Coenzyme Q10 (Co Q10) is produced by the human body and is necessary for basic cell function. Co Q10 functions as an antioxidant. Co Q10 is naturally present in small amounts in a variety of foods, but is particularly high in organ meats such as heart, liver and kidney, as well as beef, soy oil, sardines, mackerel, and peanuts. Co Q10 is synthesized in all tissues and a healthy individuals normal levels are maintained both by Co Q10 intake and by Co Q10 synthesis. It has no known toxicity or side effects.

Co Q10 levels decrease with age and are generally low in patients with certain chronic diseases including heart conditions, muscular dystrophies, Parkinson's disease, cancer, diabetes, and HIV/AIDS. Some prescription drugs can also lower Co Q10 levels. Levels of Co Q10 in the body can be increased by taking Co Q10 supplements.

Coenzyme Q10 and Heart Disease

Co Q10 is highly concentrated in heart muscle cells due to the high energy requirements of this cell type. Recent Co Q10 studies focus on heart disease, specifically, congestive heart failure which has been strongly correlated with significantly low blood and tissue levels of Co Q10. The severity of heart failure correlates with the severity of Co Q10 deficiency. This Co Q10 deficiency may cause heart muscle dysfunction.

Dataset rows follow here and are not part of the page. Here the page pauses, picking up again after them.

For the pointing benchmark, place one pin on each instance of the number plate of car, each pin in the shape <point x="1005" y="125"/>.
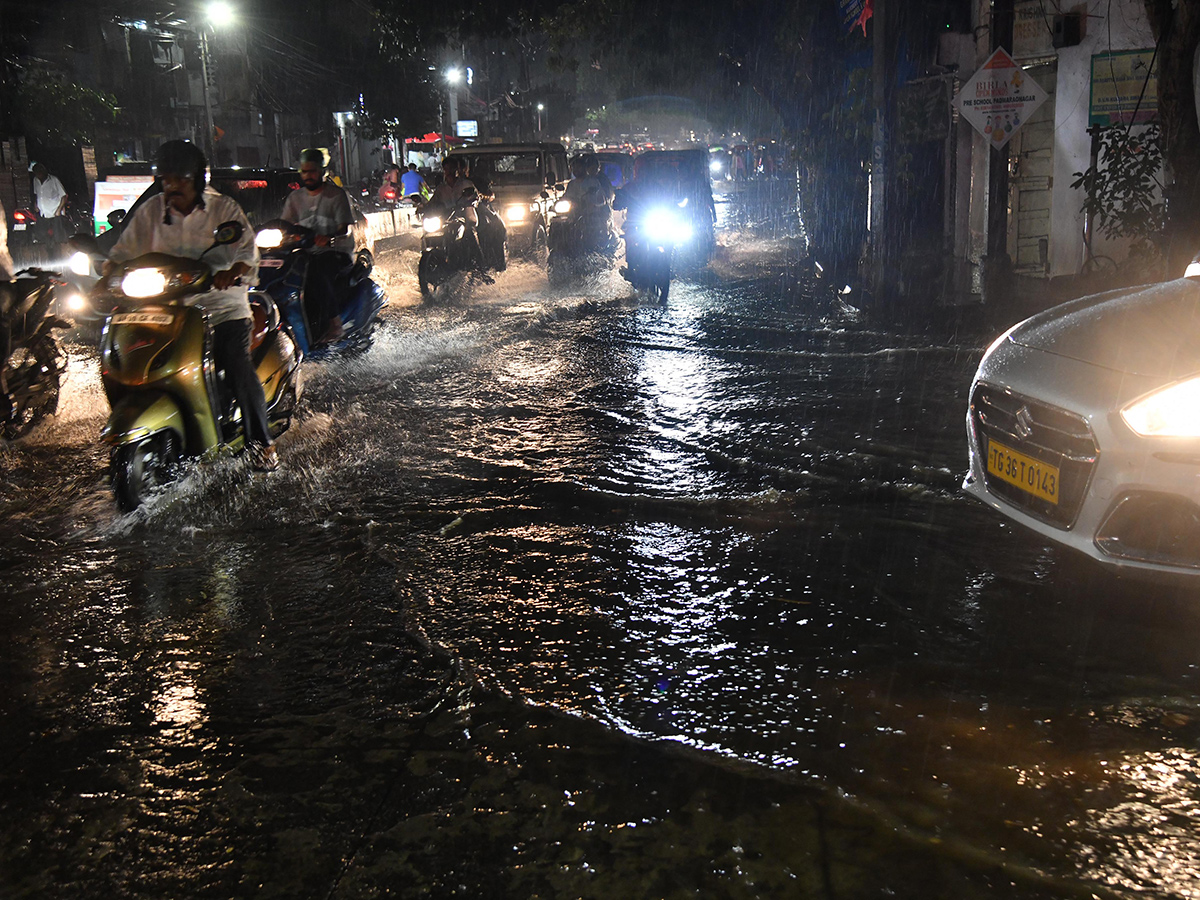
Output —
<point x="143" y="318"/>
<point x="1033" y="477"/>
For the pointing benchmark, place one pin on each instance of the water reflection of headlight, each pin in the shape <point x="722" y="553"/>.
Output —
<point x="143" y="282"/>
<point x="269" y="238"/>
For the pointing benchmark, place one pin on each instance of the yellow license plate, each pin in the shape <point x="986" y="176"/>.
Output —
<point x="1033" y="477"/>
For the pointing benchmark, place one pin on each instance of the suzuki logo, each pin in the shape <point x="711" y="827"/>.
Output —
<point x="1024" y="424"/>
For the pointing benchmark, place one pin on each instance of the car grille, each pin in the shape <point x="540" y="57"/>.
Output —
<point x="1044" y="432"/>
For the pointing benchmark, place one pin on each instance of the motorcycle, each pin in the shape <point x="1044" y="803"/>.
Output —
<point x="33" y="360"/>
<point x="445" y="243"/>
<point x="651" y="239"/>
<point x="581" y="241"/>
<point x="168" y="400"/>
<point x="285" y="253"/>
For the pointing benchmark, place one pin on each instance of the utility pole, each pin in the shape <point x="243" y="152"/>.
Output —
<point x="996" y="262"/>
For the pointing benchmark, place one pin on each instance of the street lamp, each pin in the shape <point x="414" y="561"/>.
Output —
<point x="219" y="15"/>
<point x="454" y="76"/>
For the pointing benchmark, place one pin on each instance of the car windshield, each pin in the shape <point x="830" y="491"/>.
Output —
<point x="503" y="169"/>
<point x="259" y="196"/>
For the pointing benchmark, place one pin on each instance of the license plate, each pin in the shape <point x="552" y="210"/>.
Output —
<point x="143" y="318"/>
<point x="1033" y="477"/>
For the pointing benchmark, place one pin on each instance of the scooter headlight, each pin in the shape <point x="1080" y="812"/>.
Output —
<point x="79" y="263"/>
<point x="1173" y="412"/>
<point x="141" y="283"/>
<point x="269" y="238"/>
<point x="664" y="226"/>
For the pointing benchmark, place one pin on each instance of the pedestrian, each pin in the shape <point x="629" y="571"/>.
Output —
<point x="49" y="202"/>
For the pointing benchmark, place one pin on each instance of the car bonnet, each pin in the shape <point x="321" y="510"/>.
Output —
<point x="1151" y="331"/>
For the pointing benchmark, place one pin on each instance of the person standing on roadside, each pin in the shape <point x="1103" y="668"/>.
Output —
<point x="51" y="199"/>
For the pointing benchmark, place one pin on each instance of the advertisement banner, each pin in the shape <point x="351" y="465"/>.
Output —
<point x="1125" y="88"/>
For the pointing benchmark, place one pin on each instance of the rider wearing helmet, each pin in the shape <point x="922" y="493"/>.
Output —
<point x="181" y="221"/>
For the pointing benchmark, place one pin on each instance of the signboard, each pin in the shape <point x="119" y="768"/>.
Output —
<point x="1125" y="88"/>
<point x="999" y="99"/>
<point x="117" y="195"/>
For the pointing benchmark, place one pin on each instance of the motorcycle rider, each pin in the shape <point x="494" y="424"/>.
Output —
<point x="324" y="208"/>
<point x="591" y="196"/>
<point x="449" y="195"/>
<point x="181" y="221"/>
<point x="413" y="183"/>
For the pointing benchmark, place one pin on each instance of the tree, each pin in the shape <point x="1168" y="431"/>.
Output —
<point x="1176" y="25"/>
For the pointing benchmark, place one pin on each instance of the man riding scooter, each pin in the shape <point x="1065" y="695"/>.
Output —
<point x="324" y="208"/>
<point x="181" y="221"/>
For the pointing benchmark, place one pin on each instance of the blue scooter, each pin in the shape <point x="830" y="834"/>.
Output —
<point x="285" y="252"/>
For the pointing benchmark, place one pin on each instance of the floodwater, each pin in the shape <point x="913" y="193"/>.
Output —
<point x="564" y="594"/>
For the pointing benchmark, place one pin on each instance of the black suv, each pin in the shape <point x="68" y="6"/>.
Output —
<point x="526" y="179"/>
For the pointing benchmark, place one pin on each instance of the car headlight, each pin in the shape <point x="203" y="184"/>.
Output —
<point x="79" y="263"/>
<point x="269" y="238"/>
<point x="143" y="282"/>
<point x="1173" y="412"/>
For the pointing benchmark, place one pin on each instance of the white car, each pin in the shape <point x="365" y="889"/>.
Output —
<point x="1084" y="425"/>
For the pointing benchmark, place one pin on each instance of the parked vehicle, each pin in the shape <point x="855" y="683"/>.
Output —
<point x="286" y="251"/>
<point x="526" y="179"/>
<point x="168" y="400"/>
<point x="1084" y="426"/>
<point x="447" y="244"/>
<point x="30" y="353"/>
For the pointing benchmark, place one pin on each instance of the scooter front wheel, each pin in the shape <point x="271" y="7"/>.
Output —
<point x="143" y="467"/>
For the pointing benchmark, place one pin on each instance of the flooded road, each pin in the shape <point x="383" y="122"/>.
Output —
<point x="563" y="594"/>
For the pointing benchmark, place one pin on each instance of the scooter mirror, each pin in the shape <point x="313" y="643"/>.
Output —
<point x="83" y="243"/>
<point x="228" y="233"/>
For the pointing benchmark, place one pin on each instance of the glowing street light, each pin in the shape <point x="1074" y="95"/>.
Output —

What are CoQ10 Supplements

CoQ10 supplements are made from enzymes, amino acids, trace elements, and vitamins that encourage the body to create (biosynthesise) Coenzyme Q10. Every cell in the body has the ability to make Coenzyme Q10, but not all cells make the same amount. The muscles, heart, kidneys, liver, and pancreas are responsible for the bulk of your body's Coenzyme Q10 synthesis. The CoQ10 supplement in Heart Savior encourages this synthesis. Coenzyme Q10 biosynthesis is a long and complex series of biochemical reactions requiring a broad spectrum of vitamins, N-Acetyl Cysteine, other amino acids, and various trace elements. The benzoquinone portion of Coenzyme Q10 is synthesized from the amino acid tyrosine, while the isoprene side chain is synthesized from acetyl-CoA through the mevalonate pathway.

CoQ10 Research and Trials

Pioneering trials of Co Q10 in heart failure consisted primarily of patients with dilated weak heart muscle with unknown causes. Co Q10 was added to standard treatments for heart failure such as fluid pills, digitalis preparations, and ACE inhibitors. Several trials involved the comparison between supplemental Co Q10 and placebo on heart function as measured by echocardiography. Co Q10 was given orally in divided doses as a dry tablet chewed with a fat containing food or an oil based gel cap taken at mealtime. Heart function, as indicated by the fraction of blood pumped out of the heart with each beat, showed a gradual and sustained improvement in tempo with a gradual and sustained improvement in symptoms of fatigue, dyspnea, chest pain, and palpitations. The degree of improvement was occasionally dramatic with some patients developing a normal heart size and function on Co Q10 alone. Most of these dramatic cases were patients who began Co Q10 shortly after the onset of congestive heart failure. Patients with more established disease frequently showed clear improvement, but not a return to normal heart size and function.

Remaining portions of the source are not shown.